Jannik Sinner ancora nei guai: il tennista italiano perde all’Atp di Doha contro Mensik ed arrivano accuse pesanti nei suoi confronti

Il 2026 non è iniziato nel migliore dei modi per Jannik Sinner. L’eliminazione in semifinale agli Australian Open gli ha impedito di conquistare la terza edizione consecutiva del torneo dopo averlo vinto sia nel 2024 che nel 2025. Una sconfitta arrivata per mano di uno stoico quanto commovente Djokovic, poi crollato in finale al cospetto di Alcaraz.
Nessun disastro, certo, ma qualcuno ha iniziato a porsi domande ed interrogativi sulla sua condizione fisica.
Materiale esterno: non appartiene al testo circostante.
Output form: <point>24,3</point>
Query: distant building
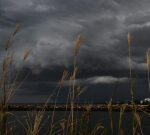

Sinner ha minimizzato però il secondo indizio è arrivato proprio ieri. Presente a Doha all’Atp 500, sembrava quasi annunciata la finale tra lui ed Alcaraz che avrebbe messo di fronte i primi due al mondo, un epilogo mancato a Melbourne.
Ed invece il risultato a sorpresa, quello che non ti aspetti. Ancora una sconfitta per Sinner, stavolta ai quarti di finale contro Mensik, non proprio un tennista irresistibile. Un ko arrivato per 6-7, 6-2, 3-6 che ha fatto scattare qualche campanello d’allarme più che comprensibile. “Nessun disastro, sono sereno, il lavoro ripagherà” il commento di Sinner che però può perdere ulteriore terreno nei confronti di Alcaraz per la corsa al primo posto.
Jannik Sinner, l’accusa è senza precedenti: attacco durissimo

I primi campanelli d’allarme, insomma, stanno risuonando decisamente forti e c’è anche preoccupazione riguardo Sinner, ancora a secco di trofei in questo 2026. Intanto, come se non bastasse, dalla Francia arrivano accuse durissime nei suoi confronti.
A lanciarle è il giornalista Benoit Maylin che nella trasmissione “Sans Filet” ci è andato giù pesante. “Ho molte domande su Sinner, dalla capacità di vincere match che arrivano al quinto set fino alla sua resistenza in campo in gare che durano più di quattro ore” ha esordito, lasciando immaginare come ci sia un problema di tenuta fisica per il tennista.
“Tra tutte le leggende ha la peggiore percentuale in gare di cinque set ed il confronto con Djokovic è pazzesco. Sinner lo trovo fragile, ha sei vittorie ed 11 sconfitte all’attivo mentre sono 15 i successi per Alcaraz con una sconfitta al passivo. Basta ricordare la storia del tetto ed i crampi agli Australian Open, il virus a Cincinnati e la finale strana agli US Open“.